Things that have ended careers and brands.

  • Tragedy-jacking — Oreo's 2013 Super Bowl tweet worked. Most attempts since have not. Wartime, disasters, deaths: don't.
  • The forced fit — "Here's our take on [trending story] — it's actually about [our product]." Journalists see through this instantly.
  • The empty take — pitching "we have an opinion" without specifics. Journalists need a quote-worthy line, not "we're closely watching this."
  • Speed without judgment — being first with a bad take is worse than being late with a good one. The 30-minute "is this brand-appropriate?" gut check exists for a reason.
  • Pitching the same angle to 50 journalists — they talk. Get caught once, lose the relationships.
  • No follow-through — pitch goes out, journalist responds in 20 minutes, founder takes 6 hours to reply. Story moves on.

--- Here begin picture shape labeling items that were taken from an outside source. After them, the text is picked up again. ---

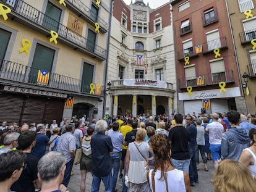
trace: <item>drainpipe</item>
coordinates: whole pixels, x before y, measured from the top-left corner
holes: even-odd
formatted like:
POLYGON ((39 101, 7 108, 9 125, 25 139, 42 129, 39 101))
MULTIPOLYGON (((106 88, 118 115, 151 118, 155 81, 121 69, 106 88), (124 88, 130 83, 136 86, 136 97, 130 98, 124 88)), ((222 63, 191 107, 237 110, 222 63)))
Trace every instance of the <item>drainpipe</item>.
POLYGON ((104 117, 106 112, 106 80, 107 80, 107 73, 108 73, 108 59, 109 59, 109 41, 110 41, 110 31, 111 30, 111 22, 112 22, 112 12, 113 12, 113 5, 114 0, 110 1, 110 10, 109 10, 109 28, 108 34, 108 48, 107 48, 107 56, 106 58, 106 65, 104 67, 104 98, 103 98, 103 112, 102 114, 102 118, 104 117))
MULTIPOLYGON (((240 73, 240 68, 239 68, 239 64, 238 62, 238 59, 237 59, 237 54, 236 53, 236 43, 234 41, 234 34, 233 34, 233 30, 232 28, 232 25, 231 25, 231 20, 230 19, 230 15, 229 15, 229 11, 228 10, 228 0, 225 0, 225 2, 226 2, 226 7, 227 9, 227 12, 228 12, 228 22, 229 24, 229 28, 230 28, 230 31, 231 32, 231 37, 232 37, 232 42, 234 44, 234 55, 235 55, 235 57, 236 57, 236 65, 237 66, 237 69, 238 69, 238 77, 239 77, 239 81, 240 81, 240 86, 241 86, 241 88, 242 91, 242 96, 244 96, 244 88, 242 87, 242 79, 241 79, 241 75, 240 73)), ((246 109, 246 111, 247 109, 246 109)))

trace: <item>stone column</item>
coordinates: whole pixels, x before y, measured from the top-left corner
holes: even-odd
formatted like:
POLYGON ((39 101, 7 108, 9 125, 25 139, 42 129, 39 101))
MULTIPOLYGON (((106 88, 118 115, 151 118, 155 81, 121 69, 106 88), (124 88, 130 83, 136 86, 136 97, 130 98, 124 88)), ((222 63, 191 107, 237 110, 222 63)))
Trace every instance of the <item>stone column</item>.
POLYGON ((155 95, 152 95, 151 99, 151 114, 153 117, 156 115, 156 98, 155 95))
POLYGON ((114 96, 113 114, 113 115, 117 115, 118 112, 118 96, 114 96))
POLYGON ((137 117, 137 95, 132 95, 132 117, 137 117))
POLYGON ((171 114, 173 113, 173 98, 168 98, 168 113, 169 116, 171 117, 171 114))

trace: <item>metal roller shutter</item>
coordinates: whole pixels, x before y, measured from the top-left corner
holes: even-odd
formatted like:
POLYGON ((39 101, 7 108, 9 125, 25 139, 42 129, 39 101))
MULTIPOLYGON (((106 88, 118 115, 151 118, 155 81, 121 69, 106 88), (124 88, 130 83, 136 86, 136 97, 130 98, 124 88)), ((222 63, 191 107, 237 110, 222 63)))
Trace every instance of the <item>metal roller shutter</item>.
POLYGON ((45 98, 33 96, 26 97, 22 123, 41 123, 45 111, 45 98))
POLYGON ((59 125, 62 119, 64 105, 65 100, 64 99, 53 98, 46 99, 44 121, 51 124, 53 119, 56 119, 57 123, 59 125))
POLYGON ((24 96, 2 93, 0 94, 0 122, 6 120, 8 125, 19 123, 24 96))

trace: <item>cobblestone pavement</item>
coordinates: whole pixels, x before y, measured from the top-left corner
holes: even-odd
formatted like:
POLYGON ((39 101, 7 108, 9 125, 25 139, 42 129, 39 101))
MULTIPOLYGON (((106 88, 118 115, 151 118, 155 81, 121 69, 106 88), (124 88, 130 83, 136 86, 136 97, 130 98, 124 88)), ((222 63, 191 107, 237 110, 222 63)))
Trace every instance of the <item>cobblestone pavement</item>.
MULTIPOLYGON (((212 192, 213 191, 213 186, 210 183, 210 180, 213 177, 214 173, 213 162, 213 161, 209 161, 208 162, 208 172, 206 172, 203 169, 203 164, 199 164, 198 170, 198 183, 195 183, 195 186, 191 186, 193 192, 212 192)), ((73 170, 74 172, 74 176, 70 178, 69 184, 68 186, 68 190, 69 192, 80 192, 80 165, 73 166, 73 170)), ((92 177, 90 173, 87 173, 85 184, 85 191, 91 191, 91 185, 92 182, 92 177)), ((122 180, 118 179, 116 188, 118 191, 121 191, 122 189, 122 180)), ((100 185, 100 192, 105 191, 105 187, 103 183, 101 182, 100 185)))

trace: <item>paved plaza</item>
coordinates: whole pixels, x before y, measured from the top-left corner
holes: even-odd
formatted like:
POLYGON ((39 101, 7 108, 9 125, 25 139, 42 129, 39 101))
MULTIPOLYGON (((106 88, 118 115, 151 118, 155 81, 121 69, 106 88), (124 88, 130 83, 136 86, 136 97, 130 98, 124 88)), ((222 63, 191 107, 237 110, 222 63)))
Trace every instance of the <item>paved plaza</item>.
MULTIPOLYGON (((212 192, 213 191, 213 186, 210 183, 210 180, 214 173, 213 162, 209 161, 208 162, 208 172, 205 171, 203 169, 203 164, 199 164, 198 170, 198 182, 199 183, 195 184, 195 186, 191 186, 193 192, 212 192)), ((68 190, 69 192, 80 192, 80 165, 74 165, 73 170, 74 175, 70 178, 68 190)), ((85 191, 91 191, 91 185, 92 181, 92 177, 91 173, 88 173, 86 178, 85 191)), ((118 191, 121 191, 122 190, 122 180, 118 179, 116 184, 116 189, 118 191)), ((105 187, 103 183, 101 182, 100 185, 100 192, 105 191, 105 187)))

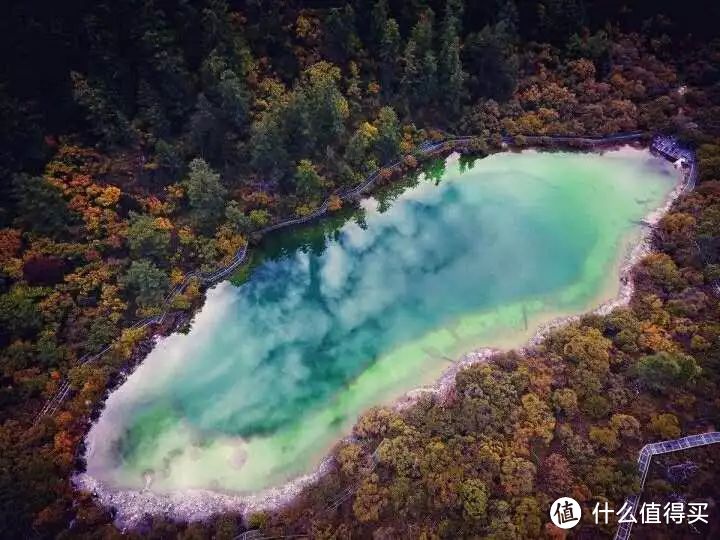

Companion Practice: The Public Trail

Every newsjack pitch is stronger if the journalist can find evidence you've been thinking about this publicly. Before pitching:

  1. Publish a short post (blog, LinkedIn, X thread) with your take
  2. Reference it in the pitch ("more thinking here: [link]")
  3. This signals you're not opportunistic — you're an actual voice in the space

If you don't have time to publish, you're probably not ready to pitch.